Blah, blah, blah... ¿Acaso es el ser humano en esencia la tristeza de un ayer feliz?
La mujer de aspecto normal, vestida de luto quizás por una muerte, quizás por el engaño o quizás porque vive su vida en la eterna agonía de saber que en algún momento su vida acabará, todo indica que fue feliz y que seguirá siendolo en potencia, sin embargo, la tristeza se apodera de la imagen y puede decirnos algo que hoy es muy común en el ser humano. A veces no encontramos el sentido y nos cansamos, nos sentamos miramos al suelo y derramamos un par de lagrimas, cada vez es mas familiar sentir un nudo en la garganta y es que a medida que crecemos y experimentamos, los fracasos, mentiras y derrotas nos atacan como si fuéramos su presa favorita, nos hemos incorporado en el negocio y estamos expuestos a vivencias que no siempre serán satisfactorias.
Con toda seguridad podría decir que la mujer está triste, sin embargo, es el más fiel retrato de una sociedad que se hunde por la tristeza y añoranza de un pasado, así como dijo Nietszche "todo tiempo pasado fue mejor".
Tal vez hoy sientas ganas de llorar, quizás luego de un mes también, pero ¿ qué sucede cuando el nudo en la garganta y la presión en el pecho son más recurrentes y comenzamos a vivir una vida que se sumerge en la miseria y esa luz que necesitamos para sobrevivir cada día, se acaba?
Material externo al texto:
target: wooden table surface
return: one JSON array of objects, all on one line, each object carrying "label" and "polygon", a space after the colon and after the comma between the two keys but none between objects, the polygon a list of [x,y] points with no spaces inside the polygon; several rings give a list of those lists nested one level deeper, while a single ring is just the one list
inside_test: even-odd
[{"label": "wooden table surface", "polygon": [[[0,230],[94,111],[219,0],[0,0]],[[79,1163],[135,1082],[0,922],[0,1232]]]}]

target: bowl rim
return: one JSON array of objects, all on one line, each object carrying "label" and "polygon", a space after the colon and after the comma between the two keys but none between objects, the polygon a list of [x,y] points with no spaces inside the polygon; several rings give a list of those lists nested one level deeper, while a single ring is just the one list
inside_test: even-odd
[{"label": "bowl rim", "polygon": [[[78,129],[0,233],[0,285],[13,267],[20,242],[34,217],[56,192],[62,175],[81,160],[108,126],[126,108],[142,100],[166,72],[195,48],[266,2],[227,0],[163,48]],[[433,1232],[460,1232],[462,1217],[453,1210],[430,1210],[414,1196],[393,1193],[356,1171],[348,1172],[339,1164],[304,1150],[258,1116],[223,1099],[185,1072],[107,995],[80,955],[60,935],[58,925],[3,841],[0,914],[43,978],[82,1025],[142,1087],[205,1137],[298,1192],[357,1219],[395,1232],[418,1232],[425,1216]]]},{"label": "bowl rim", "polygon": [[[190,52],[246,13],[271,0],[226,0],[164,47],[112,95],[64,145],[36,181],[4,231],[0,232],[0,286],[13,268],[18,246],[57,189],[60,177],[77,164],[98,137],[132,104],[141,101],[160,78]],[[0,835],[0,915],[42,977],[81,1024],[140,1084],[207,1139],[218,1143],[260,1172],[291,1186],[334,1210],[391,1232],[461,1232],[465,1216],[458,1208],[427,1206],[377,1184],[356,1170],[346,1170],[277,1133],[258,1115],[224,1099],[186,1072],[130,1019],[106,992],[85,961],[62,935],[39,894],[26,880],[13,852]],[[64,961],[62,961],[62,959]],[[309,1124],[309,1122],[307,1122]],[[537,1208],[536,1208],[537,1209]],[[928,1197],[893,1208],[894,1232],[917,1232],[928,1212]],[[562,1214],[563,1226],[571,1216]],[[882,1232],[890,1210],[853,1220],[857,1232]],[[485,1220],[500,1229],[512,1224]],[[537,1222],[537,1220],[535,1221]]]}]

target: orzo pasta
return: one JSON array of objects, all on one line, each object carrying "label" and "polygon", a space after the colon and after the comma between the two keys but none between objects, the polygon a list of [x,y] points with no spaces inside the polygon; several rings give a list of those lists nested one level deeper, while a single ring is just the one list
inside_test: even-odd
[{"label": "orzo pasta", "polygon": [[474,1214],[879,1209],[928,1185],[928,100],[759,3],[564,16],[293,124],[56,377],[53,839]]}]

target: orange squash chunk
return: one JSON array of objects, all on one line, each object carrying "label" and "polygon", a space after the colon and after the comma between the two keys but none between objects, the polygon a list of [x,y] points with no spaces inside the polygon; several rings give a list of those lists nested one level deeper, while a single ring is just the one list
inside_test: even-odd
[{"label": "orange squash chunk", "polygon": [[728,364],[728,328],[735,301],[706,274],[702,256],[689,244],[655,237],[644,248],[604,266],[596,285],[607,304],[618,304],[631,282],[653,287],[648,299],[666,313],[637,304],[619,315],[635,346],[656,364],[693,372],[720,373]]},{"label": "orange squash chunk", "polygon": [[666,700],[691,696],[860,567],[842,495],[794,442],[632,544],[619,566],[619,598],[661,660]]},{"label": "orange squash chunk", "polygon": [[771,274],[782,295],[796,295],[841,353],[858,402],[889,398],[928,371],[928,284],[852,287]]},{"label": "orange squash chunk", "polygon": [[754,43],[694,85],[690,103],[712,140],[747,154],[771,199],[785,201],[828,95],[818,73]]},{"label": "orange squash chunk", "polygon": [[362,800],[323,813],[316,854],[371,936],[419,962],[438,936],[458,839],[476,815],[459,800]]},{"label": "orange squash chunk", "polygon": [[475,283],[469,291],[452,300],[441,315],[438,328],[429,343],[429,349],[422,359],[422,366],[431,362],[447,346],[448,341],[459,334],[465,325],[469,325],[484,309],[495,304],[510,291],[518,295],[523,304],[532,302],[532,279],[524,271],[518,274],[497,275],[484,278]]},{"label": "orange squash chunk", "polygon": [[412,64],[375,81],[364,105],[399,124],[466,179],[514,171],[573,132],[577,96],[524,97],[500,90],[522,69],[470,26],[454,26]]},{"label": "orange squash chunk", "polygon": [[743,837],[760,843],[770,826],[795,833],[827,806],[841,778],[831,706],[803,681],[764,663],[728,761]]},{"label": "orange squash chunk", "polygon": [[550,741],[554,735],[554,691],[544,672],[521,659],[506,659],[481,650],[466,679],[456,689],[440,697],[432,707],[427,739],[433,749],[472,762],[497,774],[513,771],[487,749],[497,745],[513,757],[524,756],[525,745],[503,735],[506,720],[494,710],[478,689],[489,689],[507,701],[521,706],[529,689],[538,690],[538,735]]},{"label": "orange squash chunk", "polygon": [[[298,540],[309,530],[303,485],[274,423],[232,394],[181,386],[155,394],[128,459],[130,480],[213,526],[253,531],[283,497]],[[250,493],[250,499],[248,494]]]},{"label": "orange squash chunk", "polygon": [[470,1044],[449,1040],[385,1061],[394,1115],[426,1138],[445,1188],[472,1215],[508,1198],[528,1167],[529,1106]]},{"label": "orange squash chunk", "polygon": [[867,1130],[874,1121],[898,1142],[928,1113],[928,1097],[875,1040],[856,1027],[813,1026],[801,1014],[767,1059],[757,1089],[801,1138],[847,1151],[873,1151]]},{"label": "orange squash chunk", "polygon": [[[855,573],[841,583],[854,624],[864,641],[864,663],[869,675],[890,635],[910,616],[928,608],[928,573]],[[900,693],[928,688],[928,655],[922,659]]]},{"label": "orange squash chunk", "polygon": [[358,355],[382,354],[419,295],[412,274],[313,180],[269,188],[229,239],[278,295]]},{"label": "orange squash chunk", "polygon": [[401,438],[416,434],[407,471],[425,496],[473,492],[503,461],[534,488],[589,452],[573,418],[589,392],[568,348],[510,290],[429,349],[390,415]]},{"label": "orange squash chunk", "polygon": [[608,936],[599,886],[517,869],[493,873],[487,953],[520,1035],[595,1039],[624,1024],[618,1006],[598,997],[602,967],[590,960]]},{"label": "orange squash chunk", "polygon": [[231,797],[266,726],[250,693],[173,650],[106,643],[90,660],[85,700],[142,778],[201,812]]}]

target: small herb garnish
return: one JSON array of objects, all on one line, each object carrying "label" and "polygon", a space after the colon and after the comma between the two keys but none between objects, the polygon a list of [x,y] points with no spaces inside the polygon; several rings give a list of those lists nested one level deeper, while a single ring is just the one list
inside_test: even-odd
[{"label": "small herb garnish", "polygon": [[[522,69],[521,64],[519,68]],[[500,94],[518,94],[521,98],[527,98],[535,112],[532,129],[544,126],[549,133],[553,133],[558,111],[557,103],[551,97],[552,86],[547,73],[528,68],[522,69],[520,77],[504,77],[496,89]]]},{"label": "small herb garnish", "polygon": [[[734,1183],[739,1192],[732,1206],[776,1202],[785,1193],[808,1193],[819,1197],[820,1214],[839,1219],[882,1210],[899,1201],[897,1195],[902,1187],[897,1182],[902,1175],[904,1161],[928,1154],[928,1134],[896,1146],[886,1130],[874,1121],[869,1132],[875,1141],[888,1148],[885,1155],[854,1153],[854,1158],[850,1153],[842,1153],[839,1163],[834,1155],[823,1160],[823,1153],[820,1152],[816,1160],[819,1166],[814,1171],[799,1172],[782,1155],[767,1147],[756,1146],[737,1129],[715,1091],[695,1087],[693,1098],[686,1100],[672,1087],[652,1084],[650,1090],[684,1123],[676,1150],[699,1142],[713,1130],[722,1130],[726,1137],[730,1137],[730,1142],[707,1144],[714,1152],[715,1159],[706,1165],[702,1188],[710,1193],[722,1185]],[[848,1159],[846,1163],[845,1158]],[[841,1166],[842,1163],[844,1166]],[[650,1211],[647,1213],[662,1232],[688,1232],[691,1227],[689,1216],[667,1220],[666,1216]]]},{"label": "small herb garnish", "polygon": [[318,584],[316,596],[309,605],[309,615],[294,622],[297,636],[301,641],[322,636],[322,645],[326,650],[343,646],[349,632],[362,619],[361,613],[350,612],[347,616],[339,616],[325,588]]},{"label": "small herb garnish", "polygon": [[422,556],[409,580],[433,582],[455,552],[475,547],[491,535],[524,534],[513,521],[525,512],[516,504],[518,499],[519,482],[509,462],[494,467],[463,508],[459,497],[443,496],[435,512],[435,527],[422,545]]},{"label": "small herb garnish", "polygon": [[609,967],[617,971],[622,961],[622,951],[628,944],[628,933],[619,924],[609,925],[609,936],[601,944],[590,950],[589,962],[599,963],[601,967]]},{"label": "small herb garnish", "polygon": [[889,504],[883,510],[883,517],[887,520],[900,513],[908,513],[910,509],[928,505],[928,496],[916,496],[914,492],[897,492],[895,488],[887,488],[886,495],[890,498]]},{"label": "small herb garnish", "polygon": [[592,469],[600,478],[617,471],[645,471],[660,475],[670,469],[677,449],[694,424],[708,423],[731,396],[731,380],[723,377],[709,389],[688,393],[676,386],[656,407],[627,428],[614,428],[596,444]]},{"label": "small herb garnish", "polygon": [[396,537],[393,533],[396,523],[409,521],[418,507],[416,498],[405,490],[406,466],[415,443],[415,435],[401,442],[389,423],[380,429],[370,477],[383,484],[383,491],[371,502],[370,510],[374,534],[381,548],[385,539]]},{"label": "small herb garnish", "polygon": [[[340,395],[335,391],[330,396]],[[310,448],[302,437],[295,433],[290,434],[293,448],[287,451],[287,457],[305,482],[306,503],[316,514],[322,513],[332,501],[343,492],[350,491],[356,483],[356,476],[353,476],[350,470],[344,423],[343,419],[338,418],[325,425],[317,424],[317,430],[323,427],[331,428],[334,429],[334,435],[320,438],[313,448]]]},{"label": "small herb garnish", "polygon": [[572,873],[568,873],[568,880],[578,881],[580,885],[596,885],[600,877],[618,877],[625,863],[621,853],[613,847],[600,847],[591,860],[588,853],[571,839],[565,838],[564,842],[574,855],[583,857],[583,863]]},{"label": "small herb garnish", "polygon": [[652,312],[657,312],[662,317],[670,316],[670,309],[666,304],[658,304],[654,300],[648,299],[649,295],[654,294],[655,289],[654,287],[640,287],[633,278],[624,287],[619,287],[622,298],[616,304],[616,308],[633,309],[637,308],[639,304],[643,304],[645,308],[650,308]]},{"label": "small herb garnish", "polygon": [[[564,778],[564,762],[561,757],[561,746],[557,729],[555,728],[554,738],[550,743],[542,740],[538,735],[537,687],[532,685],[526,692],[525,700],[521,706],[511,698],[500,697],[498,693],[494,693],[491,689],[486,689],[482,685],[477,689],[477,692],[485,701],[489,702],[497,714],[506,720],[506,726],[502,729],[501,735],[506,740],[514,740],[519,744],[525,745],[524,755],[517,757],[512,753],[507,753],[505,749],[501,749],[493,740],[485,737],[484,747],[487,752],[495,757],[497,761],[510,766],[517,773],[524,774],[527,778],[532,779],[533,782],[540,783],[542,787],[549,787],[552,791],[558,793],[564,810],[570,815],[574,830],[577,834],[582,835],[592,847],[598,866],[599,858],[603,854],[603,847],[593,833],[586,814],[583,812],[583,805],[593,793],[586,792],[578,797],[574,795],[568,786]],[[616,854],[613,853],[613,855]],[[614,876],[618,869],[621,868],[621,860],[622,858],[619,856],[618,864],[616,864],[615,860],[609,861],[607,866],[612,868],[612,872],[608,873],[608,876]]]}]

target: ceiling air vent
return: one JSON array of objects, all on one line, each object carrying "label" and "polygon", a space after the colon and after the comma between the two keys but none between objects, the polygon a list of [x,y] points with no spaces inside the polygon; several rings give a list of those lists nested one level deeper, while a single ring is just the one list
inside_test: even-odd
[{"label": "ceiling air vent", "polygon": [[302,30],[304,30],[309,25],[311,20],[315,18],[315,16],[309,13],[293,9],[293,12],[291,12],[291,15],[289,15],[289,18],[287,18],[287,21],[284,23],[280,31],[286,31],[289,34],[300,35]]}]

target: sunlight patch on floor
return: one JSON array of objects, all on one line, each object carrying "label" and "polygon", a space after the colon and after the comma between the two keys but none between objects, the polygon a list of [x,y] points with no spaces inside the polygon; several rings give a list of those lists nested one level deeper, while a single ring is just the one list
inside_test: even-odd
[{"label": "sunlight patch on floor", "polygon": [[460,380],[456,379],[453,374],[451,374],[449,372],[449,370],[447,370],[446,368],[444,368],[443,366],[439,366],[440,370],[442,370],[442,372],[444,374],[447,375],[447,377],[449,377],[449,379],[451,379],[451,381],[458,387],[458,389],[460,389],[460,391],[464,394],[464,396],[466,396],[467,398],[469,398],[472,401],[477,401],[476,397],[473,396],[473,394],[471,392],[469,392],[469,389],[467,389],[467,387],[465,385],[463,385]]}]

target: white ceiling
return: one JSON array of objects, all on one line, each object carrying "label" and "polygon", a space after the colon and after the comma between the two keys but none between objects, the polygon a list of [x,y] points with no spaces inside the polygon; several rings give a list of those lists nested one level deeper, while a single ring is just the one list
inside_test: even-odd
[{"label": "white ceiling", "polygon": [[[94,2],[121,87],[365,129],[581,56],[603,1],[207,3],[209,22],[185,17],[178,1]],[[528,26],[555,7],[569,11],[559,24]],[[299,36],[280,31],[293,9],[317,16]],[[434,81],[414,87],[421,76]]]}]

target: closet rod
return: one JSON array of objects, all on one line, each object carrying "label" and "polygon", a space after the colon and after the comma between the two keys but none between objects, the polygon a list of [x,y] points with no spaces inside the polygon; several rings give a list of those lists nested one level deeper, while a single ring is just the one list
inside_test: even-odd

Supongo que no siempre necesitamos que terceros provoquen nuestra tristeza, algo me dice que la mujer en lo mas profundo intuye que su existencia se reduce a aquellos segundos de pensamientos vagos y descubrimientos de la verdad, algo nos lleva a sentir una terrible compasión por esta vida que llega a su fin y que si miramos hacia atrás, lo más probable es que todos los sueños y planes que alguna vez tuvo, aunque la hicieron feliz y de cierta forma le dieron una excusa a esa pequeña vida, nunca tuvieron un punto final.
Y si lo anterior no los convence busquemos algo más romántico y soñemos con el cliché de la mujer engañada por el que habría sido el amor de su vida, pero creo que retratar una mujer engañada no es tan fuerte como retratar una mujer que se desmorona por sí misma y lo interesante es justamente la fragilidad del ser humano, esa capacidad que tenemos para hundirnos sin darnos cuenta y caminar entre los mortales con una sonrisa en la cara aún sabiendo que en nuestro interior vestimos de negro y derramamos lagrimas amargas por una daga que llevamos clavada en el vientre.